Dealing with Missing Values

A common and crucial preprocessing step in data analytics is dealing with missing values. These gaps in the data can arise due to various reasons, such as technical glitches or human errors during data collection. Addressing the missing value problem involves making decisions that balance acquiring useful information from incomplete observations and potentially introducing bias into the dataset. Properly handling missing values ensures the integrity and reliability of the analysis, helping to draw accurate and meaningful insights.

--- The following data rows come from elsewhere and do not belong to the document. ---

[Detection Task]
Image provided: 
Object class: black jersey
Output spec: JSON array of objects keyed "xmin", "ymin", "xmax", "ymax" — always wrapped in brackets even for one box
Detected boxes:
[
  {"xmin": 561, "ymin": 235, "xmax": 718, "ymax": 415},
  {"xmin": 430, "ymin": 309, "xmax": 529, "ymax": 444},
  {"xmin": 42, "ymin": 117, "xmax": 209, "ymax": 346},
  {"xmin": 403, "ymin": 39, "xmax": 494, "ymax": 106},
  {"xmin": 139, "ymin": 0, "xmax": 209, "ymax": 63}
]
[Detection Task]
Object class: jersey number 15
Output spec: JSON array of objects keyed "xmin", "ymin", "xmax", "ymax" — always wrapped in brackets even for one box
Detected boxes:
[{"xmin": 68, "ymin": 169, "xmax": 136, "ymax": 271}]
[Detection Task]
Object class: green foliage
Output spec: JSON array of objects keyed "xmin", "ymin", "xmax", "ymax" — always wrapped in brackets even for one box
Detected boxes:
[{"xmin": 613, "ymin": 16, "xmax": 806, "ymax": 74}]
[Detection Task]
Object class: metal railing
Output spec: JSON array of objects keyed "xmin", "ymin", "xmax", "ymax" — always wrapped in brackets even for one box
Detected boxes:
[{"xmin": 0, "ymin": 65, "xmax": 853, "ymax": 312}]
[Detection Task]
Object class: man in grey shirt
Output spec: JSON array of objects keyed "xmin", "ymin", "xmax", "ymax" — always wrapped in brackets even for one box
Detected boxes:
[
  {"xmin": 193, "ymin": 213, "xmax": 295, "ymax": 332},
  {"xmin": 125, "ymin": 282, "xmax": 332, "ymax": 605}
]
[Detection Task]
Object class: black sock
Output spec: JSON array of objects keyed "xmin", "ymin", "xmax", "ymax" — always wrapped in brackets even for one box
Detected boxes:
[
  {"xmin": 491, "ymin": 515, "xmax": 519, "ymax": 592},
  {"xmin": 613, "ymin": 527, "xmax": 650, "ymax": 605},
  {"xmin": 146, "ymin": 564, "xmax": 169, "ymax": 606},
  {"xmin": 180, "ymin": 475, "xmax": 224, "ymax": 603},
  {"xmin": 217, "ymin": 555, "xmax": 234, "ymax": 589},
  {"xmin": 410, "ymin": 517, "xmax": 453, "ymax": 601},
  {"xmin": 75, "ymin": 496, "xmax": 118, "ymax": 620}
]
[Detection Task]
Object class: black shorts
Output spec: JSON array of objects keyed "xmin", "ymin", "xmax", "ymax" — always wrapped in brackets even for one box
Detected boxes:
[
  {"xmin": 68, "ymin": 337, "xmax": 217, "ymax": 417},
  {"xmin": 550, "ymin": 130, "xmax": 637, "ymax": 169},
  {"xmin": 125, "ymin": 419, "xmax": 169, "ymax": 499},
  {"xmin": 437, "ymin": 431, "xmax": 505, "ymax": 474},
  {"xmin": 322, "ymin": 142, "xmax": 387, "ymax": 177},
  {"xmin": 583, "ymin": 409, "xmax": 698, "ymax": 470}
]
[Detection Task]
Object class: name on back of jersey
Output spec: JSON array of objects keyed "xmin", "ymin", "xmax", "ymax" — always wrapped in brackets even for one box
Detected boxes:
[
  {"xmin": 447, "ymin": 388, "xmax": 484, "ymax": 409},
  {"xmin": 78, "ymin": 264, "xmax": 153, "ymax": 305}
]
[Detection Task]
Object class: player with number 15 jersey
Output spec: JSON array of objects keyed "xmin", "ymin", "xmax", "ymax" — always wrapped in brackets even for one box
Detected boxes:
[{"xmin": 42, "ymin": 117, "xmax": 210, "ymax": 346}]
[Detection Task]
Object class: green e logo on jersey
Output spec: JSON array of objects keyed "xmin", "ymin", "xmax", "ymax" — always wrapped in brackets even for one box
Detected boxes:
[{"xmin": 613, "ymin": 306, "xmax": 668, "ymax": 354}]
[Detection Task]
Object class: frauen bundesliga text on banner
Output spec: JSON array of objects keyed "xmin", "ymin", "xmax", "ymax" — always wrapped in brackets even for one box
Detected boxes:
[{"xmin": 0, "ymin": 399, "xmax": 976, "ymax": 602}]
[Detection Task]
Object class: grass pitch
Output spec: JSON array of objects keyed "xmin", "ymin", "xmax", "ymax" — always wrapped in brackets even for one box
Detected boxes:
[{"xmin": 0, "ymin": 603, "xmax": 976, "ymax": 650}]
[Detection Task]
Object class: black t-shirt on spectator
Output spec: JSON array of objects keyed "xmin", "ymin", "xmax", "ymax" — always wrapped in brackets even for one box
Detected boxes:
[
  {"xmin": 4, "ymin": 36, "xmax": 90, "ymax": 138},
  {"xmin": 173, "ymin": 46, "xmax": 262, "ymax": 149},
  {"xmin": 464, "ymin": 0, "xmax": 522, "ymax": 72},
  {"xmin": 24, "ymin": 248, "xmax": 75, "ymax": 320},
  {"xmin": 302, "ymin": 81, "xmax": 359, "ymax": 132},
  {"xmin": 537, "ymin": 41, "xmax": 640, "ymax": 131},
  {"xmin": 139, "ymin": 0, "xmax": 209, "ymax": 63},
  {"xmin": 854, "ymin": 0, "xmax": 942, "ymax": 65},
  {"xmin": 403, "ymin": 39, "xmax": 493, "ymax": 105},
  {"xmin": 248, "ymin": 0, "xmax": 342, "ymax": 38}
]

First, here is how we may be able to identify missing data

library(tidyverse)

ames <- as_tibble(read.csv("Datasets/ames.csv"))
sum(is.na(ames))

OUTPUT13960

ames %>% summarise_all(~sum(is.na(.))) %>% glimpse()

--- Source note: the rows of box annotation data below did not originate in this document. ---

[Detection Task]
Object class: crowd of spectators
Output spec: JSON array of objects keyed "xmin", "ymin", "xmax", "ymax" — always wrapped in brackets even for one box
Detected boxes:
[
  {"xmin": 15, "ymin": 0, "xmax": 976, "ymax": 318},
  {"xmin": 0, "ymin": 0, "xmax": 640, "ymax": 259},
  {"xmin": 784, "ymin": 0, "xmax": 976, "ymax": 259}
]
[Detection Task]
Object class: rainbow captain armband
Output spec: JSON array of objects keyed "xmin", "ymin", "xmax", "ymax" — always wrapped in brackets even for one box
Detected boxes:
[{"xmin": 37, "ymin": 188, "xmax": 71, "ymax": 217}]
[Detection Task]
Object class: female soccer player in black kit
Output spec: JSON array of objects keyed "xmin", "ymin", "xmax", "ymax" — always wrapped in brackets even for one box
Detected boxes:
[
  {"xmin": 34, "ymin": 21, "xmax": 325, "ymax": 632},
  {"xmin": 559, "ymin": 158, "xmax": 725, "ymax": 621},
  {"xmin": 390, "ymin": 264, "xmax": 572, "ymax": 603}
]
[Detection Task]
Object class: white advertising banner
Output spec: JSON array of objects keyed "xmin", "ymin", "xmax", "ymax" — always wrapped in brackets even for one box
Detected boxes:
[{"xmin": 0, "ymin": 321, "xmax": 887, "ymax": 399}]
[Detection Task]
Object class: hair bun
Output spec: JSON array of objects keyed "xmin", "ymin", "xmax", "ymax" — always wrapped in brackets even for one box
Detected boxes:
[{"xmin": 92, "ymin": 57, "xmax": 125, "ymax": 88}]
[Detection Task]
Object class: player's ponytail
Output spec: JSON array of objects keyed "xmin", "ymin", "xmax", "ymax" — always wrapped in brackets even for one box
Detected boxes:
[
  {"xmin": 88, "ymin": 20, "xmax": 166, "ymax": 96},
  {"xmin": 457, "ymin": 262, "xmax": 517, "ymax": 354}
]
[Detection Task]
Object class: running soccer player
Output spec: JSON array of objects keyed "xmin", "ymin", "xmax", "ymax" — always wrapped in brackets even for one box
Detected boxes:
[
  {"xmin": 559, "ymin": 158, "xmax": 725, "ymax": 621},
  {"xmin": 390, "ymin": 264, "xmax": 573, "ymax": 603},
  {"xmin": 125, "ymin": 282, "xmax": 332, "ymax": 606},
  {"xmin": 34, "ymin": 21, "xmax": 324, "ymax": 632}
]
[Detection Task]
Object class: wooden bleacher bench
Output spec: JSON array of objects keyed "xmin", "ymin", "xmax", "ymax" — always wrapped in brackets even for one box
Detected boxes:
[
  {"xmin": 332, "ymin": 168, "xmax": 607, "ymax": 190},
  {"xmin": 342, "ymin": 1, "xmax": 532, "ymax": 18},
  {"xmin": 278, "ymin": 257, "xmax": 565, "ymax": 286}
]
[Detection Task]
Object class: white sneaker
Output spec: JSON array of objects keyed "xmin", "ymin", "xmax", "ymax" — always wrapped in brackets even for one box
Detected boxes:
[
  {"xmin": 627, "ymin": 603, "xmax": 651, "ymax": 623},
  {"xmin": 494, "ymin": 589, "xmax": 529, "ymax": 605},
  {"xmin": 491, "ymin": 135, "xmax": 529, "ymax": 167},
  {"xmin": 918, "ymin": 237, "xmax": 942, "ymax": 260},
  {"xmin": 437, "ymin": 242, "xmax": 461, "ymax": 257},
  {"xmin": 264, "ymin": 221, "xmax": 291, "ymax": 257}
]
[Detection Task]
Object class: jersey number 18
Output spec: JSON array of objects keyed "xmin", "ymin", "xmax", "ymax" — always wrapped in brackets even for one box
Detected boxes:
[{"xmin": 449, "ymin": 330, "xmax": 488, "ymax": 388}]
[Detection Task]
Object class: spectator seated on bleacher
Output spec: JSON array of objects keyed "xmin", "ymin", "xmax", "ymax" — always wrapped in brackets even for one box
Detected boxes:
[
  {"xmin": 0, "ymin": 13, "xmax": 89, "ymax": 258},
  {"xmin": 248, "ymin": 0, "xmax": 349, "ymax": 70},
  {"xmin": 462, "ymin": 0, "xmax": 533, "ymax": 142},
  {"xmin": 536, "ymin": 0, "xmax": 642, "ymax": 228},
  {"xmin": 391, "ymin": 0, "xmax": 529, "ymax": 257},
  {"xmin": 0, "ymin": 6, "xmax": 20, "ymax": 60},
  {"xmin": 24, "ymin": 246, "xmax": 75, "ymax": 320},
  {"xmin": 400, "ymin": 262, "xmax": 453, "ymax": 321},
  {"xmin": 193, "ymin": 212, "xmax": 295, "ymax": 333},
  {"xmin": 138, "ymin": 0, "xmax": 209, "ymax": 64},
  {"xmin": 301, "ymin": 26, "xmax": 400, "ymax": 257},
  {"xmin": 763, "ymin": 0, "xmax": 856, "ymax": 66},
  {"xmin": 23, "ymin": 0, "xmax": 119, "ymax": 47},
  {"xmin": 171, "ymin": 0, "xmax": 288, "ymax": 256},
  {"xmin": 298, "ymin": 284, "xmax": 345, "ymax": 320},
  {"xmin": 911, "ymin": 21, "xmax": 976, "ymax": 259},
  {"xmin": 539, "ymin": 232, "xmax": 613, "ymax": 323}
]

OUTPUTRows: 1 Columns: 82 $ Order 0 $ PID 0 $ area 0 $ price 0 $ MS.SubClass 0 $ MS.Zoning 0 $ Lot.Frontage 490 $ Lot.Area 0 $ Street 0 $ Alley 2732 $ Lot.Shape 0 $ Land.Contour 0 $ Utilities 0 $ Lot.Config 0 $ Land.Slope 0 $ Neighborhood 0 $ Condition.1 0 $ Condition.2 0 $ Bldg.Type 0 $ House.Style 0 $ Overall.Qual 0 $ Overall.Cond 0 $ Year.Built 0 ... $ Mo.Sold 0 $ Yr.Sold 0 $ Sale.Type 0 $ Sale.Condition 0

We can also visualize missing values at the feature/column level. A package visdat has a useful feature to put missing values by feature into context.

library(visdat)
vis_miss(ames, cluster = TRUE)